John feels that the peace process is now more important than it ever was and believes that everything that can possibly be done, should be done to move the peace process along. “We need to move forward peacefully together,” he said.

He added that there were victims on all sides: “There are victims on all sides, you know there are a lot of Republican graves throughout the north as well and I think the biggest thing we can do, as far as to the people who were killed are concerned, is to move forward and leave it in a way that it never happens again.”

He reiterated the fact that his homecoming was never to add to the hurt of anybody was bereaved. The story of the homecoming created a media frenzy - making international headlines.

“Where was the media when I was working with the peace process? When I was meeting Loyalists and former enemies? I have to ask the question, why were they not interested in that part of the story, when everyone was striving towards a better good?

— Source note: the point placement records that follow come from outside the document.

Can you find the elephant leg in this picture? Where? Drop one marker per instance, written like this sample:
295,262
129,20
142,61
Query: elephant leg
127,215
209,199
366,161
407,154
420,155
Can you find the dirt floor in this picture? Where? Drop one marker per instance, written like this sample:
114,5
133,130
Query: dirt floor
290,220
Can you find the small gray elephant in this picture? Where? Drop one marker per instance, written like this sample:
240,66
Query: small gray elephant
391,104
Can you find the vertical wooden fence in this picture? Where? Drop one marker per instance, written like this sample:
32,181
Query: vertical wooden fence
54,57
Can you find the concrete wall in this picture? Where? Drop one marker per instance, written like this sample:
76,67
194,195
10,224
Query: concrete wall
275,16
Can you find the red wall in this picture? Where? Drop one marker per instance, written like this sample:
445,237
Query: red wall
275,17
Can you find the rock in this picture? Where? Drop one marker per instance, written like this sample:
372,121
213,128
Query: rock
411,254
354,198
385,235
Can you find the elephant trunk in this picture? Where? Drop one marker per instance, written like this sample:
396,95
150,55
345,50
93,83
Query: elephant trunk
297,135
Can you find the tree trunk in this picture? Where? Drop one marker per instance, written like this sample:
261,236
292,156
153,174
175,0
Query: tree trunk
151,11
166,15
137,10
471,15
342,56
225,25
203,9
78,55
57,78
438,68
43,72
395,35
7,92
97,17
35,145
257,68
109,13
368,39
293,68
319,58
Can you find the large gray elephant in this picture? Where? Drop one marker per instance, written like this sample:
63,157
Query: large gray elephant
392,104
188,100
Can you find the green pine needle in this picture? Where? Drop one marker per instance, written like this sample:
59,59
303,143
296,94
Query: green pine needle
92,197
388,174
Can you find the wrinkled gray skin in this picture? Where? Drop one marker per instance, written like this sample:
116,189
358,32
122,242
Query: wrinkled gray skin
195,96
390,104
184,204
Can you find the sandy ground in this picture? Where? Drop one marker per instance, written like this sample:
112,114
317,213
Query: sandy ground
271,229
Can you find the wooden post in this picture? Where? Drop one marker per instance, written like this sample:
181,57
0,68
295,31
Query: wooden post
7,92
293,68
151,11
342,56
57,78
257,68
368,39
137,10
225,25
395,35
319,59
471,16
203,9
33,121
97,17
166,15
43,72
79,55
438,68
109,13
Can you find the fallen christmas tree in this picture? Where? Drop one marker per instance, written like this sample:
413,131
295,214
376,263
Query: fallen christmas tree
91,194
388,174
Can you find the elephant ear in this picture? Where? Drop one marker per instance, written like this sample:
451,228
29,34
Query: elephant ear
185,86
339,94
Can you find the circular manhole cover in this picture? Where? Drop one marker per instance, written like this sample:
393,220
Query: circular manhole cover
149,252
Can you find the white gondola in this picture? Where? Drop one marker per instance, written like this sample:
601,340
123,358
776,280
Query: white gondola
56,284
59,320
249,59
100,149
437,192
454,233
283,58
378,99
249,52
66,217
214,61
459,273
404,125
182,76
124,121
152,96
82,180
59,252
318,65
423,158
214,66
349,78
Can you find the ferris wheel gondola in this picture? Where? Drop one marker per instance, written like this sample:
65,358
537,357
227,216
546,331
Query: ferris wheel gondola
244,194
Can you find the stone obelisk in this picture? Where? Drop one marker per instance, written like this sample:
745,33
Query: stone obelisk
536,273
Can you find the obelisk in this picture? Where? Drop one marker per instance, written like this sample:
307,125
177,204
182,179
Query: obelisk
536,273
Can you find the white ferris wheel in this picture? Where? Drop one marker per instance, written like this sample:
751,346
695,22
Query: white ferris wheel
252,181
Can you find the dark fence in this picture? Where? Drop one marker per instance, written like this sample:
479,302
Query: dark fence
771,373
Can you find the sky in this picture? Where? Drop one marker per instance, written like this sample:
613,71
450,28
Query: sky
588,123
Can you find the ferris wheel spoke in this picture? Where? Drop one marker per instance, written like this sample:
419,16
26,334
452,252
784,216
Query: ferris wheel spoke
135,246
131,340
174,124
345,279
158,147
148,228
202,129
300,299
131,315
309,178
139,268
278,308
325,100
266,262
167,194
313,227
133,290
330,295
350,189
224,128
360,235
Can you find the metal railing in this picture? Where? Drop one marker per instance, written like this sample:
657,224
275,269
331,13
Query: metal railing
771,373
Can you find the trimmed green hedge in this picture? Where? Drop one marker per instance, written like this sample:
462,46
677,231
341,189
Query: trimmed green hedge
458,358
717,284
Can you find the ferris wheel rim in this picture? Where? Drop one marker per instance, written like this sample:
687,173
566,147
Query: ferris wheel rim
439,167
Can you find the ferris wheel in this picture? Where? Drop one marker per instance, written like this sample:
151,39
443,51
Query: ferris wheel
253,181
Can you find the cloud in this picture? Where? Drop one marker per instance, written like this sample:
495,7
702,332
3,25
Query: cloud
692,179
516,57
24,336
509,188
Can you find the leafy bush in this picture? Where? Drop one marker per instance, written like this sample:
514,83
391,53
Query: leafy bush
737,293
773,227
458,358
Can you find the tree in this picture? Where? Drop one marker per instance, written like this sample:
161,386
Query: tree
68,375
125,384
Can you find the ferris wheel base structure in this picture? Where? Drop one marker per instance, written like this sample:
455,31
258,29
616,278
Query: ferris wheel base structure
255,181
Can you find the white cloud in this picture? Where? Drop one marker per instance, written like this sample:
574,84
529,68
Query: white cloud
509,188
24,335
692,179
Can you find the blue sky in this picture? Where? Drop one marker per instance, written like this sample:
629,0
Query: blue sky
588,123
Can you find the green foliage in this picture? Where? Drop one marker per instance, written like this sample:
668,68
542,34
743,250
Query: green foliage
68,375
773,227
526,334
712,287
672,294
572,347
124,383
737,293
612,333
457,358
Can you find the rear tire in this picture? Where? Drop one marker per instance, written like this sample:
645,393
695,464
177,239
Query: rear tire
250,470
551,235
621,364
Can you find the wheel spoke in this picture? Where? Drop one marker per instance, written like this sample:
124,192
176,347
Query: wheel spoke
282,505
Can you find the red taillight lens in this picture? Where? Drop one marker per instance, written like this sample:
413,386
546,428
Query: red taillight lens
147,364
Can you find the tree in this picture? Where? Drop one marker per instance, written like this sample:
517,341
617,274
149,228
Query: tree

John now aims to find closure for all those who suffered bereavement during a struggle that witness tragic deaths on both sides of the divide and is calling on the establishment of an international truth commission.

Harmony

“At the end of the day, I am a Republican who wants to forward in peace and harmony with the Unionist community. I recognise that in order to gain a united Ireland, Republicans have to persuade Unionists and that can only be done in an atmosphere of equality and trust.” John thanked his family, everyone who supported him adding a very special thanks to his solicitor Gareth Pierce.